There is currently a lot of discussion about the 🚦 federal government’s new heating law. Unfortunately, there is also a lot of fake news circulating about it. Here are the most important facts:
⚡️ Buildings account for slightly more than ⅓ of total energy consumption in Germany. The heat transition, i.e., the conversion of the heating supply away from dirty coal and oil heating to climate-friendly heating, has stalled in Germany for too long. In many neighboring European countries, for example, the proportion of heat pumps installed is significantly higher than in Germany. 🆙
‼️ The heat transition is urgently needed if we are to achieve our climate protection targets by 2030 and become less dependent on natural gas imports. Important to know: Fossil fuel prices will foreseeably continue to rise in the late 20s. The era of cheap (Russian) gas and oil is over.
Therefore, from January 1, 2024, according to the proposed reform of the Building Energy Act:
1️⃣ A minimum requirement of 65 percent renewable energy will be set for newly installed heating systems.

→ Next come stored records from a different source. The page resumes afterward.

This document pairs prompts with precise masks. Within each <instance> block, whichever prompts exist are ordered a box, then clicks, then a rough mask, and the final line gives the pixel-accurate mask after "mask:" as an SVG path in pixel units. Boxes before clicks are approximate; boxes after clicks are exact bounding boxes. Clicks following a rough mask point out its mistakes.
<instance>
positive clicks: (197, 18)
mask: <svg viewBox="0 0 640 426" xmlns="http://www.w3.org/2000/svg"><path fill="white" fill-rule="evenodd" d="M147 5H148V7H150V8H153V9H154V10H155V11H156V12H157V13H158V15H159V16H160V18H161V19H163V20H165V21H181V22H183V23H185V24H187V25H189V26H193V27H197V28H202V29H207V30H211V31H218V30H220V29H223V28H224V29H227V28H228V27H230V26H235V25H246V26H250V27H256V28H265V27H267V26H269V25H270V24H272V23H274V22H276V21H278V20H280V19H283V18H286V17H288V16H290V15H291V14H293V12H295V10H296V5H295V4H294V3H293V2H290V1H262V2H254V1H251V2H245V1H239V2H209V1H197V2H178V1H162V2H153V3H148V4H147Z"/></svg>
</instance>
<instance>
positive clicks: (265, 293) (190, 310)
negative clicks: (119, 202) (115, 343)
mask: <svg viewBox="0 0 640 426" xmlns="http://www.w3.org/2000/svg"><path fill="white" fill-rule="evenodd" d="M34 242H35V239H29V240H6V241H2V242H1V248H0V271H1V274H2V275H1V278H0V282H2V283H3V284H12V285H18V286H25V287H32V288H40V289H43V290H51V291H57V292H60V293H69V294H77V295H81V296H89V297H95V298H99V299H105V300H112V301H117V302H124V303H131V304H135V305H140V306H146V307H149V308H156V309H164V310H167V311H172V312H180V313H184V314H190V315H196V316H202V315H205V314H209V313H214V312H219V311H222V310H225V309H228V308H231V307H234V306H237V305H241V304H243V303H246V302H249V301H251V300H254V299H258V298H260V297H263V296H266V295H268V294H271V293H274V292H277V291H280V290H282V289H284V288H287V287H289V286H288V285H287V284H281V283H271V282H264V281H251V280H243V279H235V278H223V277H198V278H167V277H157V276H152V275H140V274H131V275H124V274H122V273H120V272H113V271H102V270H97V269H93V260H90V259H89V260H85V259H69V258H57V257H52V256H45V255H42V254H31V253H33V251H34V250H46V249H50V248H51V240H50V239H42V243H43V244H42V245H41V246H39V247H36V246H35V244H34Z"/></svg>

2️⃣ The law is open to all technologies, i.e. it does not stipulate exactly which technology must be installed. For example, hybrid solutions with heat pumps or solar thermal systems are also possible. Under special conditions, heating with green hydrogen is also possible.
3️⃣ If an old heating system breaks down after the deadline, it can of course be repaired and still be used. If repair is technically no longer possible, the new 65 percent rule also applies – but with a transition period of 3 years.
4️⃣ Generous transition periods will also apply, for example, to multi-family houses with gas-fired floor heating systems and individual furnaces. If for special reasons it is economically unreasonable to fulfill the obligation in a specific case, a general hardship provision will apply.
5️⃣ In order to make the switch to renewable energies financially viable, a socially acceptable financial subsidy of up to 70 percent will be provided. The aim of the subsidy is to ensure that the costs of a heat pump, for example, can also be borne by households with small or medium incomes.